Compound feed prices continued to rise in January, with pig feed in particular becoming significantly more expensive. This is a response to the previously increased prices of dominant feed raw materials such as wheat and barley. Meanwhile, the global grain market is increasingly becoming dominated by the trade war that US President Donald Trump is waging with China, among others. This could further drive up compound feed prices.
Figures from Wageningen Economic Research show that pig feed increased by €5 to €308,50 per tonne in January. This is almost the same as the price level a year ago. The decrease that followed in the months that followed has been undone by the price increases in recent months. Sow feed and piglet pellets also became considerably more expensive last month. The upward stimulus for cattle feed is more moderate. For example, A-feed increased by €2 to €307,50 per tonne.
The cause lies in the physical grain prices. For example, the quotation of feed wheat in Rotterdam rose by more than €10 to €241,50 per tonne between the beginning of November and the end of December. Grain maize and barley rose in the same order of magnitude. The cause of this must be sought in limited availability, although there is no shortage. The fall in the euro/dollar exchange rate in recent months is also noticeable in the background, which has made the import of overseas feed raw materials that have become more expensive in dollars for European producers.
Risk premiums due to impending trade war
Typically, there is a two to three month lag between the commodity market and compound feed prices. Since January, the physical prices of barley and wheat have not risen any further, which is a positive signal for livestock farmers. However, the futures market prices are picking up again, especially in Chicago. There, wheat rose to $212 per tonne yesterday, the highest level in over a month. Soybeans in Chicago have nevertheless climbed to almost $395 per tonne, the highest level since last summer.

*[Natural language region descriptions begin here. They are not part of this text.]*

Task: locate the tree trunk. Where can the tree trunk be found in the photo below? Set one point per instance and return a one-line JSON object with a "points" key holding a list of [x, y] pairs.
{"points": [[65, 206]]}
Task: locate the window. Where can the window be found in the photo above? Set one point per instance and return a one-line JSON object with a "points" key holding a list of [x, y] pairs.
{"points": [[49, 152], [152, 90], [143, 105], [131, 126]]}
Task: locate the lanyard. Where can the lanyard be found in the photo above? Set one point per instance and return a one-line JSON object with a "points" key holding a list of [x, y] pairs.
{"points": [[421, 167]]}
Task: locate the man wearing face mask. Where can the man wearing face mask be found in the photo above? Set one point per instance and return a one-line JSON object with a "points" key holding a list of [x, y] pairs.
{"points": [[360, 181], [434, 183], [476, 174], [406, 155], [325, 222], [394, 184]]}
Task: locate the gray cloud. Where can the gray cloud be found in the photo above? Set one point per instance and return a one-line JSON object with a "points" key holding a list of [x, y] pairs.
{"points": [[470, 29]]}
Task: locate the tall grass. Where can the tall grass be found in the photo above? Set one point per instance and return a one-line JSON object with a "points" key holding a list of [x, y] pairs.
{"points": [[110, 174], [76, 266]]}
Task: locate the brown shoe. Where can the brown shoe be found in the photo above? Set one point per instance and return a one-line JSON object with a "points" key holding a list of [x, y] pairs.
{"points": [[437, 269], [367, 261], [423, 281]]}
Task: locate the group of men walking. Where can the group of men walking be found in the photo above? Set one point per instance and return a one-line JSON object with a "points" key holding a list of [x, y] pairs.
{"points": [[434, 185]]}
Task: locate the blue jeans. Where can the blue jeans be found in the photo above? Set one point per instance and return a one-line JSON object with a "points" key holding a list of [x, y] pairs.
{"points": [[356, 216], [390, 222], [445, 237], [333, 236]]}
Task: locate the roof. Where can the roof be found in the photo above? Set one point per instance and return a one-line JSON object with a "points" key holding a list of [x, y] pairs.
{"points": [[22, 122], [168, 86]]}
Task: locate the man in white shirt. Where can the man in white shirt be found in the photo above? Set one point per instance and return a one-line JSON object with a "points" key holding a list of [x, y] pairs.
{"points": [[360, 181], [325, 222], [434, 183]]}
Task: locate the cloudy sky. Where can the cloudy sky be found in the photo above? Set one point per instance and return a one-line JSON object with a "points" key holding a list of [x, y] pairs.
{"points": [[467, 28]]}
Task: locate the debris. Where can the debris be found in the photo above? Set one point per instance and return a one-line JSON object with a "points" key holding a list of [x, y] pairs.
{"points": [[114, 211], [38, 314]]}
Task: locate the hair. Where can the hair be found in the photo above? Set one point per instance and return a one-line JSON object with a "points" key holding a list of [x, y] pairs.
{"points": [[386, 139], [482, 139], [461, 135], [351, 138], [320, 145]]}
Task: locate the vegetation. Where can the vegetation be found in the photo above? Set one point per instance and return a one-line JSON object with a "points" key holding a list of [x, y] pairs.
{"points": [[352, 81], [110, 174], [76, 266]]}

Uncertainty has crept into the commodity market now that the US wants to impose a 10% import duty on Chinese goods. The idea is that China will retaliate with a duty on American (agricultural) goods, although soy and wheat have not yet been specifically named. During his previous administration, Trump also waged a trade war and China retaliated with, among other things, a duty on American soy. The coming period will show whether the air will drain from the market again and the risk premiums will be reduced, or whether the higher prices will hold. In the latter case, this is not good news for compound feed prices in the coming months.